Sitecore Search : Addressing common exceptions on the website crawling for the failed pages
This blog is to assist on how to address common exceptions with crawling errors on Sitecore Search for the failed pages. If you're experiencing issues with a site crawler, where the crawler is encountering errors while crawling pages. The dashboard page does show the errors , but it does not provide a detailed log of the issue. This blog will help you to locate the full details around these errors.

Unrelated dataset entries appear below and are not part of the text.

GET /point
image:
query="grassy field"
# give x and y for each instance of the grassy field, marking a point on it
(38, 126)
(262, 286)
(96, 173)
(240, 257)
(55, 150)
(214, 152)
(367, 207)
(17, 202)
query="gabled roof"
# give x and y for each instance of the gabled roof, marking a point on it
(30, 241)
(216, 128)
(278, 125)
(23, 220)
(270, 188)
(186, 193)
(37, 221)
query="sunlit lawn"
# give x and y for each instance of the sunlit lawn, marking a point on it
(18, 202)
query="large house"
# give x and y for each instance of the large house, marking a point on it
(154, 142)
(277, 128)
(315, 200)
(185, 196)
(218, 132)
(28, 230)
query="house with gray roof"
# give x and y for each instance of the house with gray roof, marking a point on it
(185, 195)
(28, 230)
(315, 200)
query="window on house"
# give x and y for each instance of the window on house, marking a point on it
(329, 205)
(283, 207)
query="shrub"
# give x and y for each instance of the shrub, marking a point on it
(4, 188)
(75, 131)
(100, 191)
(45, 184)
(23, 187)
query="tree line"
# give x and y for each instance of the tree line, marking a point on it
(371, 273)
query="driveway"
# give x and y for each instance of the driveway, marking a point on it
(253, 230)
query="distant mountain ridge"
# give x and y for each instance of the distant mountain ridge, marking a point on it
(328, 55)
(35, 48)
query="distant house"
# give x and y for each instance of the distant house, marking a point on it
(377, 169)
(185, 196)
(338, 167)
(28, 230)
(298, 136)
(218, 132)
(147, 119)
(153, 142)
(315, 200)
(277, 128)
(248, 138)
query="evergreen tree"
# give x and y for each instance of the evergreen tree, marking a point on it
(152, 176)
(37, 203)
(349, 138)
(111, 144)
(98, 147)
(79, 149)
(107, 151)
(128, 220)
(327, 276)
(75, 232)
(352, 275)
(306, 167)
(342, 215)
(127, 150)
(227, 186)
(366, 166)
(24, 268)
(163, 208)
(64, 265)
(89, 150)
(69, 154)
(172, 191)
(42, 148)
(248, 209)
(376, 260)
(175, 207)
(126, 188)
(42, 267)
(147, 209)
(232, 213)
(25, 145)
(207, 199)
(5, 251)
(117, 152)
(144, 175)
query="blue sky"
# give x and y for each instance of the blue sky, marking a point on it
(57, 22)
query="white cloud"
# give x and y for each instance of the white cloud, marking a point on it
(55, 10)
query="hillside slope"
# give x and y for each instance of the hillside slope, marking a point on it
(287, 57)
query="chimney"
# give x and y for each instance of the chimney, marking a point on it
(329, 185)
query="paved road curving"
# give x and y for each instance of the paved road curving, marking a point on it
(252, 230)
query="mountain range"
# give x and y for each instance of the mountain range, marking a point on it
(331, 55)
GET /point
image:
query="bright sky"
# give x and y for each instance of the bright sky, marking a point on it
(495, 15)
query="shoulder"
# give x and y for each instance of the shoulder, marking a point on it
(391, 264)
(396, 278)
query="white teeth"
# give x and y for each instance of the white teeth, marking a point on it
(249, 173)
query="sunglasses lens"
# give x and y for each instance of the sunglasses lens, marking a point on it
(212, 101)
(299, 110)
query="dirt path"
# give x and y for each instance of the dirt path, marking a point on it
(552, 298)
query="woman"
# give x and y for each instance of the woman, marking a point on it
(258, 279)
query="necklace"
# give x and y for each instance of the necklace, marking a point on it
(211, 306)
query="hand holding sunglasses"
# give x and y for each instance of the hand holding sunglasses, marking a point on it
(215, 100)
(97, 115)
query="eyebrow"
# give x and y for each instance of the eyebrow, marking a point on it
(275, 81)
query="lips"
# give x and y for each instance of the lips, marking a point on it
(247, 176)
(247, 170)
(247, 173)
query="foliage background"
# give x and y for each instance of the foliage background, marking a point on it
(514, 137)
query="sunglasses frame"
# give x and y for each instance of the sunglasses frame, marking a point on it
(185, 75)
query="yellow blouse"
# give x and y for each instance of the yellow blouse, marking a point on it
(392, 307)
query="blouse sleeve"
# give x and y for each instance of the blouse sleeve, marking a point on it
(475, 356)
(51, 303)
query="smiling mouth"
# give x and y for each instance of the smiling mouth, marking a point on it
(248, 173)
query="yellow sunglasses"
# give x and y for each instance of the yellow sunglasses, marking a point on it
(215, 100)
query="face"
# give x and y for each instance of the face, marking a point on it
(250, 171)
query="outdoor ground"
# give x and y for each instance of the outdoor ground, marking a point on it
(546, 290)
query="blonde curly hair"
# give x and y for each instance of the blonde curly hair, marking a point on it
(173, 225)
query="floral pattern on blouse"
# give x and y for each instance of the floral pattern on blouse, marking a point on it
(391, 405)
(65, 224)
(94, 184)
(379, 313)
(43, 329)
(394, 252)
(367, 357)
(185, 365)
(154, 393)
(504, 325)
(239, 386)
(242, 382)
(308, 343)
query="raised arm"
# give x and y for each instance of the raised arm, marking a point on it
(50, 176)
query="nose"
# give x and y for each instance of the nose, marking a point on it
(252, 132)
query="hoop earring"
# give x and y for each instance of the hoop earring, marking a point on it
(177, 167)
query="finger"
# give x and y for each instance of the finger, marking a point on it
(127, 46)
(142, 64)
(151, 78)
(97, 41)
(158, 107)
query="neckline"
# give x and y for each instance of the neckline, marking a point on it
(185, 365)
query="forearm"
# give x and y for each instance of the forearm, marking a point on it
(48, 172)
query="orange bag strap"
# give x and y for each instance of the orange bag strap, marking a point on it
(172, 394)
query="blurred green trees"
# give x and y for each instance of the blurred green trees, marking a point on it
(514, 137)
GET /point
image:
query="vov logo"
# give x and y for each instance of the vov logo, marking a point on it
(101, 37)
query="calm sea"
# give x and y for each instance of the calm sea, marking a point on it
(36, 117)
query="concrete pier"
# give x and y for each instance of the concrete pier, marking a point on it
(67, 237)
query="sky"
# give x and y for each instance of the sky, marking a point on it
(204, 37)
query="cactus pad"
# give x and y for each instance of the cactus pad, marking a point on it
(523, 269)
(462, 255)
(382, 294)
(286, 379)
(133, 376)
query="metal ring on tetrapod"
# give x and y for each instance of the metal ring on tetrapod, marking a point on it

For checking the status of the Scheduled scans on the Site Crawler,
- Login to the CEC portal and click Sources
- The summary on the last crawling is displayed here. It basically shows:
- Last Run Status : shows Finished if it completed crawling or Failed if it stopped due to a failure
- Last Run time
- Items Indexed: Number of items indexed
- Also, it also shows a summary of errors if there was any errors while crawling the site.
On the below example, after finishing the Crawling, it shows there are 3 configuration errors, but it does not show any further details for additional troubleshooting.
So, in order to get more information on the crawling results, we can find it under the Analytics tab. Below are the steps to see more information on the crawling results:
- Navigate to Analytics -> Sources -> Overview and then select the Source at the bottom
- The reason of the failure is that the crawling of the page https://devsite.com/about-us/news failed because the page is unavailable or throwing errors while loading, which can be looked into with some troubleshooting. So, using the above method, we can potentially identify the crawling errors for faster troubleshooting.